The American College of Obstetricians and Gynecologists (ACOG) supports discussing opportunistic salpingectomy at the time of pre-operative counseling period for benign gynecologic surgery. Cesarean section is the most common procedure an obstetrician-gynecologist performs in the United States; however, little data exists regarding performing opportunistic salpingectomies at the time of cesarean delivery. This retrospective study sought to evaluate the safety of performing an opportunistic salpingectomy at the time of cesarean section.METHODS:
A total of 56 patients with singleton intrauterine pregnancy >37 weeks gestational age undergoing a scheduled cesarean at St. Vincent Women’s Hospital were identified from January 1, 2015 to August 1, 2017. Data was abstracted from electronic medical records.
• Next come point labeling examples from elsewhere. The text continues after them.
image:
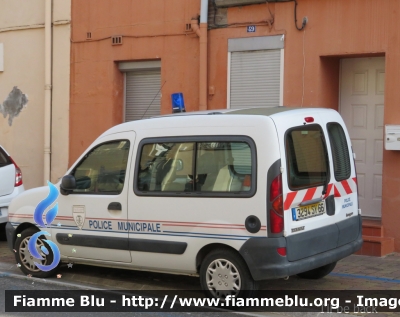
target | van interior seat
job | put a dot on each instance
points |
(207, 166)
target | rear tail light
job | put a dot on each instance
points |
(18, 174)
(276, 220)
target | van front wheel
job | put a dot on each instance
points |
(319, 272)
(223, 272)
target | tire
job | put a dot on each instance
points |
(318, 273)
(223, 272)
(26, 260)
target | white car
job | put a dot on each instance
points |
(10, 183)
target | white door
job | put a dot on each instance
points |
(362, 90)
(255, 79)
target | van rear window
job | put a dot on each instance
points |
(340, 151)
(307, 157)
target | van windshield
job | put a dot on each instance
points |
(307, 157)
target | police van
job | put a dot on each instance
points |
(233, 196)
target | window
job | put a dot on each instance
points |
(340, 151)
(307, 157)
(102, 170)
(200, 167)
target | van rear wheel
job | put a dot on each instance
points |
(223, 272)
(319, 272)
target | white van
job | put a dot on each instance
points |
(234, 196)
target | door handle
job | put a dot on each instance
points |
(115, 206)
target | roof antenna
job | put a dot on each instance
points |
(153, 100)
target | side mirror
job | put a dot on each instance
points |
(68, 184)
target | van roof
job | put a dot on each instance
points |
(171, 120)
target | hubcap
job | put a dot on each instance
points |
(27, 259)
(223, 278)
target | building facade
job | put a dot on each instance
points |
(127, 58)
(34, 86)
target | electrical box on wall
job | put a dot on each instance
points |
(1, 57)
(392, 137)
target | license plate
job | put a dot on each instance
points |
(304, 212)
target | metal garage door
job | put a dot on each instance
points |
(142, 94)
(255, 79)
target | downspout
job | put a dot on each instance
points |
(202, 33)
(47, 89)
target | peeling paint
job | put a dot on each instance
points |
(14, 104)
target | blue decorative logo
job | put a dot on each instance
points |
(50, 216)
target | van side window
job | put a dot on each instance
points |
(340, 151)
(195, 168)
(306, 157)
(102, 170)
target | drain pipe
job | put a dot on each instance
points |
(202, 34)
(47, 90)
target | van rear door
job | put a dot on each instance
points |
(318, 182)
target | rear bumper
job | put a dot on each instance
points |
(265, 263)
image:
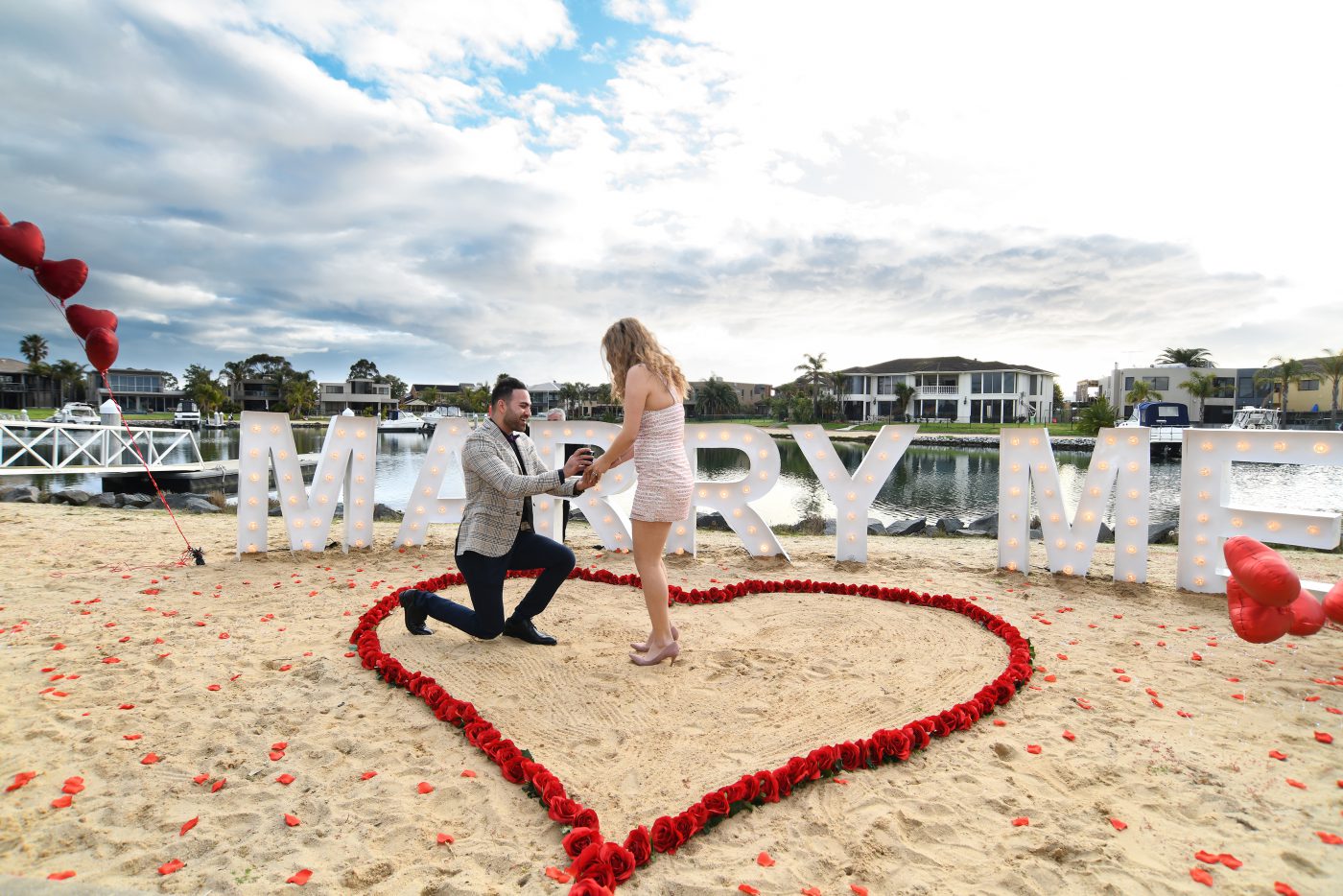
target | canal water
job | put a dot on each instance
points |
(929, 482)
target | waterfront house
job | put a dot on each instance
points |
(950, 389)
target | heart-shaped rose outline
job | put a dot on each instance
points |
(600, 862)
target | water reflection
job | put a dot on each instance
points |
(927, 483)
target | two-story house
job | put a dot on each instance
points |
(950, 389)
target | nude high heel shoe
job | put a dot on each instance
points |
(642, 647)
(669, 651)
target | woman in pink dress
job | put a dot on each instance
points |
(651, 386)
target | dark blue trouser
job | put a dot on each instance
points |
(485, 583)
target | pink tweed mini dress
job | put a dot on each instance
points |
(662, 492)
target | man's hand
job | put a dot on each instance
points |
(577, 462)
(590, 479)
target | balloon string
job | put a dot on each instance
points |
(134, 448)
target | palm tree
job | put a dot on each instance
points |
(1282, 371)
(1331, 369)
(1186, 356)
(814, 369)
(904, 393)
(64, 371)
(1202, 387)
(715, 396)
(1142, 391)
(34, 346)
Estimated blood loss (EBL), length of operating room (OR) time, differences in hemoglobin pre and post-operatively, and return to operating room within 30 days were analyzed. Other data abstracted included age, body mass index, gravidity/parity, pregnancy complications (e.g., diabetes), training level of surgeon, and surgical technique.RESULTS:
The average drop in hemoglobin was 1.25 g/dL. Average EBL was 745cc. The most common method was using a Ligasure device, followed by traditional clamp, cut, and tie. One patient required transfusion postoperatively for hemoglobin of 6.7 g/dL. Average OR time was 99.5 minutes. No patients returned to the OR for complications related to surgery.CONCLUSION:
Performing bilateral salpingectomy at the time of cesarean section appears to be safe. Physicians performing cesarean sections should offer opportunistic salpingectomies to women at average-risk for developing ovarian cancer.